[V5 PATCH 3/4] kexec: Fix race between panic() and crash_kexec() called directly

Thu Dec 3 01:35:44 PST 2015

On Thu, Dec 03, 2015 at 02:01:38AM +0000, 河合英宏 / KAWAI，HIDEHIRO wrote:
> > On Wed, Dec 02, 2015 at 11:57:38AM +0000, 河合英宏 / KAWAI，HIDEHIRO wrote:
> > > We can do so, but I think resetting panic_cpu always would be
> > > simpler and safer.
> 
> I'll state in detail.
> 
> When we call crash_kexec() without entering panic() and return from
> it, panic() should be called eventually.

Huh, the call chain is

panic->crash_kexec

Or do you mean, when crash_kexec() is not called by panic() but by some
of its other callers?

> But the code paths are a bit complicated and there are many
> implementations for each architecture. So one day, this assumption may
> be broken; the CPU doesn't call panic(). Or the CPU may fail to call
> panic() because we are already in insane state. It would be nervous,
> but allowing another CPU to process panic routines by resetting
> panic_cpu is safer approach.

My suggestion was to do this only on the panic path - not necessarily on
the others.

> Since this code is executed only once due to panic_cpu,
> I think introducing this logic is not much valuable.
> Also, current implementation is already quite simple:
> 
> panic()
> {
> ...
> 	__crash_kexec(NULL) {
> 		if (mutex_trylock(&kexec_mutex)) {
> 			if (kexec_crash_image) {
> 				/* don't return */
> 			}

I don't mean the kexec_crash_image case - I mean the opposite one:
!kexec_crash_image.

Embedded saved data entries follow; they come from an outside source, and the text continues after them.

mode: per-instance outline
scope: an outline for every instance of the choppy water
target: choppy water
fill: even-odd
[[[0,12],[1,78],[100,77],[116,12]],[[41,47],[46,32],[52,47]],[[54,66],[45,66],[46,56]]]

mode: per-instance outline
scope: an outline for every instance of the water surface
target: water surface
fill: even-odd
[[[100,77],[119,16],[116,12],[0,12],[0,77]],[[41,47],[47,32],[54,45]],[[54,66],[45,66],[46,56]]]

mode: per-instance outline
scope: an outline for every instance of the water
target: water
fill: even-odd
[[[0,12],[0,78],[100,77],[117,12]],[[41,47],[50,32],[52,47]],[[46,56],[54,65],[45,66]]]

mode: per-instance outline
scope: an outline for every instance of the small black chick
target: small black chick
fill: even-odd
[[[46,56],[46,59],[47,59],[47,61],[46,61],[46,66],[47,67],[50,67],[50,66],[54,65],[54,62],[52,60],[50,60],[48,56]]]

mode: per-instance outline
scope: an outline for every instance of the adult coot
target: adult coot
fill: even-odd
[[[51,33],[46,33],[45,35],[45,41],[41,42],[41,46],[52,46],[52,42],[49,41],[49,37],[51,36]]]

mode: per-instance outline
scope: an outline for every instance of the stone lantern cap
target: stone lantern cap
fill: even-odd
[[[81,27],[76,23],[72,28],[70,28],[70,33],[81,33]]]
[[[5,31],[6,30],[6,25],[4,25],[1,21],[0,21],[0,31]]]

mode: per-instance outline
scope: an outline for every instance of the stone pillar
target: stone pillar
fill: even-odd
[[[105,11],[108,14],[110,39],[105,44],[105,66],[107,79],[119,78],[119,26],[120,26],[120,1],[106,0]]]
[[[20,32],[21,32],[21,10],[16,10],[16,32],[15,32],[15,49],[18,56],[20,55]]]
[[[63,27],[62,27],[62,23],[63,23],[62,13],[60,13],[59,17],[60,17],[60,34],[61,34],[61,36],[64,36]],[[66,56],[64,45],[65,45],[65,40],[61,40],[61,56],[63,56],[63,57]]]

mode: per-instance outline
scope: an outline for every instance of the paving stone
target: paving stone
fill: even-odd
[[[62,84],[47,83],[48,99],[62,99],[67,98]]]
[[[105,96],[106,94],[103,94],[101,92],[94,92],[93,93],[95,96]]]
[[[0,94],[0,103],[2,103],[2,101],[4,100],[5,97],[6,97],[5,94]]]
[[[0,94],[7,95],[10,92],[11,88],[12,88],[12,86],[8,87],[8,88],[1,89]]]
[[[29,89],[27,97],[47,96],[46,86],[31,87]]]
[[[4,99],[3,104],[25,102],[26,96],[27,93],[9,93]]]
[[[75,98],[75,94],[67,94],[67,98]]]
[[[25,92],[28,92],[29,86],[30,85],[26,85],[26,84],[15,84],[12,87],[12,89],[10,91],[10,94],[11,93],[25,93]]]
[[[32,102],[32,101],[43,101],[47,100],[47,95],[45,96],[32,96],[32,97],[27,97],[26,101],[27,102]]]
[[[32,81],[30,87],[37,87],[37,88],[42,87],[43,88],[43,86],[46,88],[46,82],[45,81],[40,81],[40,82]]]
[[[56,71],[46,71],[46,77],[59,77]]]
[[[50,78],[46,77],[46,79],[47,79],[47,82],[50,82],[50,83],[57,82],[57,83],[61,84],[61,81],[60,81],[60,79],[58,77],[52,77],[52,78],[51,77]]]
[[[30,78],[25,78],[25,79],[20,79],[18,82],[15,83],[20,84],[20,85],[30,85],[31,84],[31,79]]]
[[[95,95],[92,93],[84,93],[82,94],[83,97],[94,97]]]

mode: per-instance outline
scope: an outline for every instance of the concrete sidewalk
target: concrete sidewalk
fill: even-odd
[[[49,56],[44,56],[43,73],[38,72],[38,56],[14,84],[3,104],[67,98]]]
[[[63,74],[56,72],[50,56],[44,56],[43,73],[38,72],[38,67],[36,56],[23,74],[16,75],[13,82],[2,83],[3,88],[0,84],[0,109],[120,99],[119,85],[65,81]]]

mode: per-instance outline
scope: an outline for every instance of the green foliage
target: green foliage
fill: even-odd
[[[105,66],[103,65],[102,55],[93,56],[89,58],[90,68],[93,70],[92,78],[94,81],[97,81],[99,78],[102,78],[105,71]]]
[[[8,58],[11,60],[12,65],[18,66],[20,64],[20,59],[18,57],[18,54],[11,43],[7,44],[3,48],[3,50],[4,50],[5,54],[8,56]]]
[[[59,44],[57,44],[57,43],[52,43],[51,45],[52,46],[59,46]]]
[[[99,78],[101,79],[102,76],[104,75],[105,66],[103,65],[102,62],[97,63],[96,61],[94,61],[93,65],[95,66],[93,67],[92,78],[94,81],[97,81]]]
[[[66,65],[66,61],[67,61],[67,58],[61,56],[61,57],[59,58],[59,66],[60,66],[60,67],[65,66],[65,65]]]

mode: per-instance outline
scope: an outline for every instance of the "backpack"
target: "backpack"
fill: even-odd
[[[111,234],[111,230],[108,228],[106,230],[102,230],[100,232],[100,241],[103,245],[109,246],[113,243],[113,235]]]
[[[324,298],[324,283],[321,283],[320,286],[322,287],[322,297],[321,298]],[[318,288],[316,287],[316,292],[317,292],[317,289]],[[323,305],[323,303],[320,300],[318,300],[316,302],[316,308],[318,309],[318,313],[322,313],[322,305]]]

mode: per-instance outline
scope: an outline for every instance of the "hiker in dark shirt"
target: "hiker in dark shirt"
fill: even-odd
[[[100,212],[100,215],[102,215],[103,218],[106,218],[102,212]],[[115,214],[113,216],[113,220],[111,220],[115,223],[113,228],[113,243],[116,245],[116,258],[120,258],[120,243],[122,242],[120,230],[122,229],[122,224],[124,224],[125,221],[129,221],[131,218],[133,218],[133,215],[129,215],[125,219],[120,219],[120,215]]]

And I think I know now what you're trying to tell
me: the first CPU which hits panic, will finish panic eventually and so
it will take down the machine.

Every other CPU which happens to enter panic in between the first CPU
and the machine being taken down, doesn't matter because, well, who
cares, we're panicking already.

Am I close?

-- 
Regards/Gruss,
    Boris.

ECO tip #101: Trim your mails when you reply.